Una sua collega di Taormina ha detto: quando esco dall’ambulatorio della guardia medica mi sento sollevata per essere restata incolume. Si sentiva così anche lei?
«Non credo di essere un donna pavida, da 17 anni facevo questo mestiere alla guardia medica. Ma posso dire che anche io mi sentivo una sopravvissuta, per le condizioni in cui siamo costrette a lavorare».
Farà ancora quel lavoro?
«Nel contratto della guardia medica esiste la possibilità, per gravi motivi, di essere ricollocata altrove e io ho già presentato questa istanza. Non posso più andare a lavorare in un posto come quello. Ho una specializzazione in ostetricia e ginecologia e ho chiesto di essere applicata in un consultorio, o in campagne di prevenzione contro la violenza sulle donne».
Come hanno vissuto questa vicenda i suoi familiari?
«Male, malissimo. Ho due figlie adolescenti e immagini cosa sia stato per loro un evento del genere. La prima cosa che mi hanno detto è stata: mamma, in questo postaccio non ci devi più andare. Con il tempo, vedendomi battagliera e combattiva, si sono un po’ rassicurate. Mio marito, invece, è quello più colpito».
Ha ricevuto solidarietà dalla politica?
«Solo un silenzio assordante, tolta la Boldrini».
E il ministro della Salute, Beatrice Lorenzin?

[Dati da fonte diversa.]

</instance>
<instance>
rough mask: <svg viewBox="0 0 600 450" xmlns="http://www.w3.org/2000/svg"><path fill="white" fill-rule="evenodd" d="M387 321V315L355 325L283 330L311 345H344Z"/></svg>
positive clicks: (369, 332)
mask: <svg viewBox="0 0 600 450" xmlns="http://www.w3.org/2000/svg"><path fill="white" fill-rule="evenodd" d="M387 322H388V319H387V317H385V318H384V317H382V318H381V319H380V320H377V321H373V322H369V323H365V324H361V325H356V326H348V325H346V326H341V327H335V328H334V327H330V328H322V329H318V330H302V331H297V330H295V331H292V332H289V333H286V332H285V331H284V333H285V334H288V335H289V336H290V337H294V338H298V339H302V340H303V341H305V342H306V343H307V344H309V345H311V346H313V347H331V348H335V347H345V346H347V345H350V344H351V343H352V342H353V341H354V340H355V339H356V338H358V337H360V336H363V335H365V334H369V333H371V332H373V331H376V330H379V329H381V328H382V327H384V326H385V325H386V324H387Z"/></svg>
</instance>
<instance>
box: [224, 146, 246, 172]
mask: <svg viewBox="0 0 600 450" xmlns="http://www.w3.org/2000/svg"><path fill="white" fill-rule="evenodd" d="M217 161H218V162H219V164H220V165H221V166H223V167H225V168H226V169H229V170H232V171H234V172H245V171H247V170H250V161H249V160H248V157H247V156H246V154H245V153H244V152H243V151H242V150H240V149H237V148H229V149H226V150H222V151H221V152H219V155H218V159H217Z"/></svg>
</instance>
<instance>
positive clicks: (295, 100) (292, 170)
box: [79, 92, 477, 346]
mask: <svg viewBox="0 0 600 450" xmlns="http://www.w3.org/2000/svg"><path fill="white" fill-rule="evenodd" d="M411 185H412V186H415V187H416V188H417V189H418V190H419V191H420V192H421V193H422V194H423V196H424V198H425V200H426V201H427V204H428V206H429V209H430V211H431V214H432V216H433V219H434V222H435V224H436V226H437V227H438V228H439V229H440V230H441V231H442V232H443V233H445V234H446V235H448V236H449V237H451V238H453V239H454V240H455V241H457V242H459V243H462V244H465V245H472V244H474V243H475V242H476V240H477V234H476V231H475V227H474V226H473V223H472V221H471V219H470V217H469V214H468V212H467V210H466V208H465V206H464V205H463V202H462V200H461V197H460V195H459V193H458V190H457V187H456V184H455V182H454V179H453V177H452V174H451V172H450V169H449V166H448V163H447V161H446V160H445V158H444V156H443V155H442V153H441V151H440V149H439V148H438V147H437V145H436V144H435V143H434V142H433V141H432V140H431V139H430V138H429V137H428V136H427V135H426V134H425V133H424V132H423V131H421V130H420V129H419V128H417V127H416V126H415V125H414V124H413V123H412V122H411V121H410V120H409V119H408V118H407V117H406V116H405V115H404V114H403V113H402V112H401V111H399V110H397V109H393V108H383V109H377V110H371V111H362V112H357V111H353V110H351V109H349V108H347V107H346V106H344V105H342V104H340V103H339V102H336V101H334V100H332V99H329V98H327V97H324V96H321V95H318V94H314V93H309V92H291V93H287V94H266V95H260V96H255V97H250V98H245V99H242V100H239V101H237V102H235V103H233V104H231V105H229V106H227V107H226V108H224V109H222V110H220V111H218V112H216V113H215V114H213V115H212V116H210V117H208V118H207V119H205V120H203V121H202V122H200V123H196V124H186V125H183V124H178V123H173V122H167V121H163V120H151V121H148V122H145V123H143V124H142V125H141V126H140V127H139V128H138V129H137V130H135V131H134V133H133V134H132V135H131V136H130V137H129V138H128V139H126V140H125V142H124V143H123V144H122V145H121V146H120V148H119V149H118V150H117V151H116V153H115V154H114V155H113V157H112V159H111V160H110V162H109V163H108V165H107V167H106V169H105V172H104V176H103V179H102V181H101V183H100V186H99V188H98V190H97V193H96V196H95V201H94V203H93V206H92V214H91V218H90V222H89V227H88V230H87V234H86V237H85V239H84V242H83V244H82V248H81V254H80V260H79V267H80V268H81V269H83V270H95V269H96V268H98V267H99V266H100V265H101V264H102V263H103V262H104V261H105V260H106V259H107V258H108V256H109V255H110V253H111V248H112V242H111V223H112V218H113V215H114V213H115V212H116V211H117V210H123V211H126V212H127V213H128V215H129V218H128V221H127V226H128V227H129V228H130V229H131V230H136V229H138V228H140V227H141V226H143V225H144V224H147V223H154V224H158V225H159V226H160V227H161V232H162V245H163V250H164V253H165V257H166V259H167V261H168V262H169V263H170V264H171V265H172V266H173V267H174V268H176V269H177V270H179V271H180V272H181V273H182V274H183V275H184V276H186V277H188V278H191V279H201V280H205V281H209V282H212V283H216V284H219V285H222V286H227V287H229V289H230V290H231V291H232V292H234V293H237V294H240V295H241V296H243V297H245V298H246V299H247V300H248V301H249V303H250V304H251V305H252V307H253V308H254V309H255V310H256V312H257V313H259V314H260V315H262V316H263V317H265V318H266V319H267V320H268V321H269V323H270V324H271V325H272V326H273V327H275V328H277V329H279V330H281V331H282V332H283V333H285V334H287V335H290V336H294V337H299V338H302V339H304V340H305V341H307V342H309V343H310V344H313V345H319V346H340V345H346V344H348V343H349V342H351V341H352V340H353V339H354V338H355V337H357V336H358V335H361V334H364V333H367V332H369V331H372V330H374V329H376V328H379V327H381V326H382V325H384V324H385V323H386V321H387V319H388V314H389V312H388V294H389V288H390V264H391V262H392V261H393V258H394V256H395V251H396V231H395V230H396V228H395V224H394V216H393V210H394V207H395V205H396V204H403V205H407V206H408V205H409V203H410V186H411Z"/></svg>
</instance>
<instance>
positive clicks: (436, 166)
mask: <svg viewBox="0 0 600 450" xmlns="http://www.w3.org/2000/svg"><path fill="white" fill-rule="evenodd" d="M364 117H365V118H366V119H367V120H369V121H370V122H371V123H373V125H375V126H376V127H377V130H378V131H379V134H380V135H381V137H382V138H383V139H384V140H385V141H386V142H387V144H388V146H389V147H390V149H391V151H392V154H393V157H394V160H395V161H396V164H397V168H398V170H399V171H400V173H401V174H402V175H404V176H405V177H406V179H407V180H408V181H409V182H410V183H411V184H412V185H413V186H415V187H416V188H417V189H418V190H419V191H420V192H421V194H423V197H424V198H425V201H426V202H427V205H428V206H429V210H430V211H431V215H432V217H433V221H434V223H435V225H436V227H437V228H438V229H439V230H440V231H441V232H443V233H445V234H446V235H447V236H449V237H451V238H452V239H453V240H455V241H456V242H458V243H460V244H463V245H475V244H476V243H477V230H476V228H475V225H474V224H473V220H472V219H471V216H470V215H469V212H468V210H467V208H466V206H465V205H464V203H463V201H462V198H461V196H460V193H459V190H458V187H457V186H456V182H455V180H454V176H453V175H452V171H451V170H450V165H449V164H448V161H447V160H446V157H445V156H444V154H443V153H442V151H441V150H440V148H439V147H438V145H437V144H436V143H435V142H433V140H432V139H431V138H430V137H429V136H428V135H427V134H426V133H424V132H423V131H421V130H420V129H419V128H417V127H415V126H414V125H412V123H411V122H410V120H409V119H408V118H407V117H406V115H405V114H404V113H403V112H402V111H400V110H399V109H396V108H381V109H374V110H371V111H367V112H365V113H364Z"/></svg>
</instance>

«Sono molto rammaricata del suo atteggiamento. Ha fatto delle dichiarazioni formali subito dopo la vicenda e non si è degnata neppure di telefonarmi. Si è limitata alla buffonata dell’invio degli ispettori ministeriali».
Perché buffonata?
«Sono arrivati preceduti dalle fanfare. Sei ispettori, a spese dello Stato, a controllare un tugurio su cui, dalla mattina, erano partite le pulizie generali. Hanno ripulito in poche ore un posto schifoso, cambiando gli estintori scaduti da tre anni e la tavoletta della tazza del water, l’unico funzionante e, peraltro, fuori norma. Questa ispezione annunciata l’ho vissuta come un’altra violenza».
Crocetta, mi risulta, che le abbia telefonato.

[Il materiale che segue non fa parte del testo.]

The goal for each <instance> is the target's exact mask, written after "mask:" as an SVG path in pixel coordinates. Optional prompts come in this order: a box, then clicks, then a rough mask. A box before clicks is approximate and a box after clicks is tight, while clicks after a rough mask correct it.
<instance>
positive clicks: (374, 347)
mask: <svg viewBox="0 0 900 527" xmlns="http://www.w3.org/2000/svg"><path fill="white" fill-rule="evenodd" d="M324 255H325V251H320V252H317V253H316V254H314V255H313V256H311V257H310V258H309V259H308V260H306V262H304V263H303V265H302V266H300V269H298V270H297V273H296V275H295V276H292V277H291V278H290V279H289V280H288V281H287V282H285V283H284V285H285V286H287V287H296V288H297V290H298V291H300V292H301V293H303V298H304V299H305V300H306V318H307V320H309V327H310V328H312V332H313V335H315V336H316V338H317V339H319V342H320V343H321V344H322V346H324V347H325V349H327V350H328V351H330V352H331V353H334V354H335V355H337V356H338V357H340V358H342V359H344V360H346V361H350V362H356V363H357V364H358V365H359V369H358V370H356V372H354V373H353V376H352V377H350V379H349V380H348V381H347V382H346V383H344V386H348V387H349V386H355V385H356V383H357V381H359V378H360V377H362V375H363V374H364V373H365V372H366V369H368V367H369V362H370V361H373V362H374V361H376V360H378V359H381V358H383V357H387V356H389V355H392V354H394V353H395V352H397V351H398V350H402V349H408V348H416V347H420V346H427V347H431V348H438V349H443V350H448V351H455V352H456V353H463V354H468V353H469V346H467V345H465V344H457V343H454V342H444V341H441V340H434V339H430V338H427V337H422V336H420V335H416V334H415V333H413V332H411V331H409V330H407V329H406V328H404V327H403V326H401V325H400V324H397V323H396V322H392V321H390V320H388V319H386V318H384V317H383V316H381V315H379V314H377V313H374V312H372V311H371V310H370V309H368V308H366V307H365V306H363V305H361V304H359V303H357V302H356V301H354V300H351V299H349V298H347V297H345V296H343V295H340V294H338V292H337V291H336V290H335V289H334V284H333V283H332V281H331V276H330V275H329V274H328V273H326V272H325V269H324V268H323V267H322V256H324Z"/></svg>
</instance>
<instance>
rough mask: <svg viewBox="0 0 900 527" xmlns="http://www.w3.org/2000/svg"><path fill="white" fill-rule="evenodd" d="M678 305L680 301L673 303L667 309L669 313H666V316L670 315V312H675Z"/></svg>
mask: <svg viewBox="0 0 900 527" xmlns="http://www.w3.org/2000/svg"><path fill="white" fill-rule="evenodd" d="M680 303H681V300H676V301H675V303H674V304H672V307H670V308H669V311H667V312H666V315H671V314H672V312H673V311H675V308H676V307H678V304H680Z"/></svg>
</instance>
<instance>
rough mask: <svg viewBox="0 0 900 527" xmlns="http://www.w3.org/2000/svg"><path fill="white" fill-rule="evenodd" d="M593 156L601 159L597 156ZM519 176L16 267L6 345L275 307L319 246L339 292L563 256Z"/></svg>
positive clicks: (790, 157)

«Sì, ha promesso mare e monti, mi ha espresso solidarietà ma poi non l’ho più risentito né visto. Ha scritto un articolo sulla Sicilia, ma zero fatti».

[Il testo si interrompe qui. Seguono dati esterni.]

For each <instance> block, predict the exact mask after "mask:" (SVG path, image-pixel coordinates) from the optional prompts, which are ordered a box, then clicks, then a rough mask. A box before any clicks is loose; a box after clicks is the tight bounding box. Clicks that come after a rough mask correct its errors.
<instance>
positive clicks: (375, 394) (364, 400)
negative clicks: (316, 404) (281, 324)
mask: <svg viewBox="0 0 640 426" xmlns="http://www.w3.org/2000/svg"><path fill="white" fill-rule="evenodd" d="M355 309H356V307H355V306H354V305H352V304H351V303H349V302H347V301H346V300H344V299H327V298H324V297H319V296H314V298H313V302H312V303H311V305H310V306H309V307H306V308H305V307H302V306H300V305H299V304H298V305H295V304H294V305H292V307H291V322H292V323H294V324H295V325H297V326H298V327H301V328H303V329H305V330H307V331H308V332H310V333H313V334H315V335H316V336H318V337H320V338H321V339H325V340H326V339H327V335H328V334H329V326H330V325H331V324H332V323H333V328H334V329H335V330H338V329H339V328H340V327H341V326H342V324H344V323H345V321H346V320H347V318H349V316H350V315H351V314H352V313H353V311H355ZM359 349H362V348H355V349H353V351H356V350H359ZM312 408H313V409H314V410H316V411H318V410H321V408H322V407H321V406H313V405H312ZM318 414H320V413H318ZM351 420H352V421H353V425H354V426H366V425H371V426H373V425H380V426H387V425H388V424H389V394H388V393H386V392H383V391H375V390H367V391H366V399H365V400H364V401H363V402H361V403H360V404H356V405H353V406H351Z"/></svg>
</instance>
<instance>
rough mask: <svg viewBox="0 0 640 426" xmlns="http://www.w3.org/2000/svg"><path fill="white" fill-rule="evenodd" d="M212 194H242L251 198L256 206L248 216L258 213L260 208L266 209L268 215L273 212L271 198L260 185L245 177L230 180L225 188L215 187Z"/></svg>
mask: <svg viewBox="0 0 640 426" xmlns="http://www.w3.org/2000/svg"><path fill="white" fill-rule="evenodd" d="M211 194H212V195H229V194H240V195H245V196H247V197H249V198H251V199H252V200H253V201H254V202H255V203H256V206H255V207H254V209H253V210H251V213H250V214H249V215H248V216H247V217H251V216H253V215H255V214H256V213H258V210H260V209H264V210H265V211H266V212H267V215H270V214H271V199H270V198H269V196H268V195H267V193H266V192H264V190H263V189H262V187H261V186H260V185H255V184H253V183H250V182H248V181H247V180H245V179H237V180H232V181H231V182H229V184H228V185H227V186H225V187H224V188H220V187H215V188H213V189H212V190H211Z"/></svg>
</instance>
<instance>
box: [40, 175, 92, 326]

Qualcuno le ha proposto una candidatura?
«La politica non è un ambiente che mi piace. E poi come posso essere in sintonia con donne come la Lorenzin, che si fa negare anche al telefono, o come la Boschi».
Cosa c’entra la Boschi?
«In questi giorni era a Taormina, a pochi chilometri da qui, per il G7. Un’inutile passerella. Come crede che mi sia sentita quando vedevo lei e le sue colleghe passeggiare e sorridere accanto al mare?».
Lo stupro non è neppure contemplato tra le cause di infortunio sul lavoro.
«È una gravissima lacuna, uno schiaffo alla nostra professione. Lo stupro è come una scivolata o un incidente in macchina, davvero assurdo».
Le capita di ripensare alla violenza del 19 settembre?
«Sto facendo un percorso di recupero psicologico».
Quando pensa di tornare a lavoro?
«Aspetto di capire con quali emozioni potrò avvicinarmi al mio ambulatorio. Ci dovrò ancora lavorare molto».